Results of the phase III clinical trial ARISTOTLE (Apixaban for reduction in stroke and other thromboembolic events in atrial fibrillation) showed that oral direct Factor Xa inhibitor Eliquis (apixaban) as compared with warfarin significantly reduced the risk of stroke or systemic embolism by 21%, major bleeding by 31%, and mortality by 11%. Results were presented during the Hot Line session at the European Society of Cardiology Congress in Paris, France, and published in The New England Journal of Medicine.
ARISTOTLE evaluated 18,201 patients with atrial fibrillation and at least one risk factor for stroke. It was conducted in 1,034 centres in 39 countries, and was coordinated by the Duke Clinical Research Institute, Durham, USA, and Uppsala Clinical Research Institute, Uppsala, Sweden.
“The risk for stroke in patients with atrial fibrillation is a major public health concern in an aging population,” said Christopher B Granger, professor of medicine, Duke Clinical Research Institute, Duke University Medical Center, Durham, USA, and lead investigator of the study. “We are therefore encouraged by the outcome of the ARISTOTLE trial, which showed that apixaban, as compared with warfarin, significantly reduced the risk of stroke or systemic embolism, major bleeding, and mortality.”

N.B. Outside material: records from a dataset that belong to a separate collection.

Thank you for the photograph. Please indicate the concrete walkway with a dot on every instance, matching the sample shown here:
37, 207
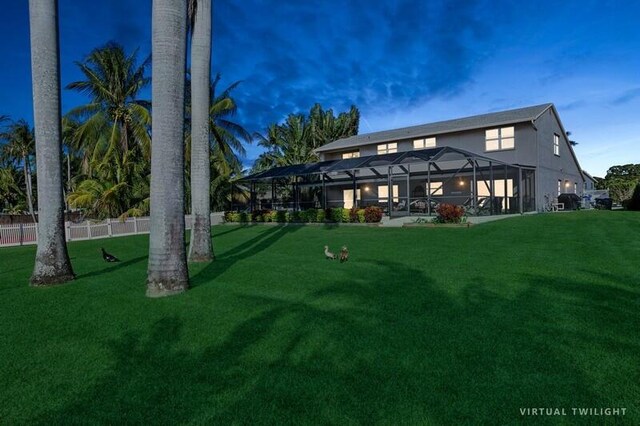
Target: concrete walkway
474, 220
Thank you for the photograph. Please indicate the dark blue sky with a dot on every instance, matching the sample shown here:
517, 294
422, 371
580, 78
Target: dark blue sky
400, 62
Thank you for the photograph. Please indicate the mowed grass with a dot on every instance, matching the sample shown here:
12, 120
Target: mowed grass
420, 326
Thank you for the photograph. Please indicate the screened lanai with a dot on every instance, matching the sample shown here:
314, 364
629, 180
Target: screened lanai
402, 183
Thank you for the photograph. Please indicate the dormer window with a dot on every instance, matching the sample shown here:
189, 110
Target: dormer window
424, 143
500, 139
387, 148
351, 154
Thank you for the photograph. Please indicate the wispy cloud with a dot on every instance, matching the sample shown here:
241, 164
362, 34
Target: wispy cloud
626, 97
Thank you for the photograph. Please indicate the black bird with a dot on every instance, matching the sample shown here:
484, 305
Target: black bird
109, 257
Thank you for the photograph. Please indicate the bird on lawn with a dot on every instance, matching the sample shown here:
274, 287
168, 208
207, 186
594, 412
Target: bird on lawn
109, 257
344, 254
328, 254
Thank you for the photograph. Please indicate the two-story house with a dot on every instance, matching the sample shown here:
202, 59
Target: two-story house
510, 161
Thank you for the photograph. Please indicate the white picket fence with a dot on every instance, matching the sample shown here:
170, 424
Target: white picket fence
27, 233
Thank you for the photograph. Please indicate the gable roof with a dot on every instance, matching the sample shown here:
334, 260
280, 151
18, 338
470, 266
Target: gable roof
468, 123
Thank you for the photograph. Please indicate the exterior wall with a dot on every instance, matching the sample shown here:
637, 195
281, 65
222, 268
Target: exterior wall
533, 147
551, 167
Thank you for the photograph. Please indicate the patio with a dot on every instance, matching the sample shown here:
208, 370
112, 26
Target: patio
403, 183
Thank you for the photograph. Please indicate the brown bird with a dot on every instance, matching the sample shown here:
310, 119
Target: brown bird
344, 254
328, 254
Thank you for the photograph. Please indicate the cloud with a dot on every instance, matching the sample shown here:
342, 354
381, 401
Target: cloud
371, 54
626, 97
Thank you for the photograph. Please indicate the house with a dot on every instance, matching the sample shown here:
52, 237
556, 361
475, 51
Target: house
503, 162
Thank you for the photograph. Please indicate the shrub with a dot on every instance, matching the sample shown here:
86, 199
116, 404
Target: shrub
310, 215
336, 215
356, 215
282, 216
372, 214
231, 216
295, 217
270, 216
449, 213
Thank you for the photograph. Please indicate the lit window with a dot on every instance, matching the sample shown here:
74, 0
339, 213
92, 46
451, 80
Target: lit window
383, 193
499, 139
387, 148
435, 188
353, 154
424, 143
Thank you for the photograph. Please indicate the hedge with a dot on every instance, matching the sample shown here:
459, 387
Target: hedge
370, 214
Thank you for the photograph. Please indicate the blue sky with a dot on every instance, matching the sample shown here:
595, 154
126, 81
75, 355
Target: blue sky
401, 62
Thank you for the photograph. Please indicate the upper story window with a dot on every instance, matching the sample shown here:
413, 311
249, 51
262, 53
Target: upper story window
387, 148
499, 139
351, 154
424, 143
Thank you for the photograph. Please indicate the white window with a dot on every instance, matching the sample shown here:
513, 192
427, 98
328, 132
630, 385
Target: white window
383, 193
499, 139
424, 143
347, 197
352, 154
387, 148
435, 188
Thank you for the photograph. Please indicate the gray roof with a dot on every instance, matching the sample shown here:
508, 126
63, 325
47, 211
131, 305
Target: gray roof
468, 123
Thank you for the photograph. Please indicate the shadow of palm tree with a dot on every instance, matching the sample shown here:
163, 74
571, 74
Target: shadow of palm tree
243, 251
391, 345
114, 267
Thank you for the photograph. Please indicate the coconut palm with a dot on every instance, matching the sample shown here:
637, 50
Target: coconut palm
200, 249
19, 150
115, 122
167, 269
52, 265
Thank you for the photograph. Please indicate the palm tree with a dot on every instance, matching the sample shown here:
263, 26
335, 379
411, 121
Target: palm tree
52, 265
295, 141
200, 249
167, 271
19, 149
115, 122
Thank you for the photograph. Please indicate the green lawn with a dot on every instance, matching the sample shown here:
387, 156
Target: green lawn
421, 326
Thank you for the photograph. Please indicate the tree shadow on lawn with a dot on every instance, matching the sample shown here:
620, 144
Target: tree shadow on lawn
389, 346
114, 267
243, 251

Eliquis is the approved trade name for apixaban in Europe and the proposed trade name in the USA. Eliquis is not approved for the prevention of stroke or systemic embolism in patients with atrial fibrillation in any country. Bristol-Myers Squibb and Pfizer recently announced the first regulatory approval for Eliquis in the European Union for the prevention of venous thromboembolic events in adult patients who have undergone elective hip or knee replacement surgery.
Eliquis is being investigated within the EXPANSE clinical trials programme, which is projected to include nearly 60,000 patients worldwide across multiple indications and patient populations and includes a total of nine completed or ongoing, randomised, double-blind phase III trials, including ARISTOTLE. The Eliquis atrial fibrillation clinical trial programme, which includes ARISTOTLE and AVERROES, was designed to comprehensively evaluate Eliquis in approximately 24,000 patients with atrial fibrillation, including patients who are expected or demonstrated to be unsuitable for vitamin K antagonist therapy.
In addition to stroke prevention in patients with atrial fibrillation and the prevention of venous thromboembolic events in patients who have undergone total hip or total knee replacement surgery, Eliquis is being investigated in phase III trials for the treatment of venous thromboembolism and its prevention in hospitalised acutely ill medical patients.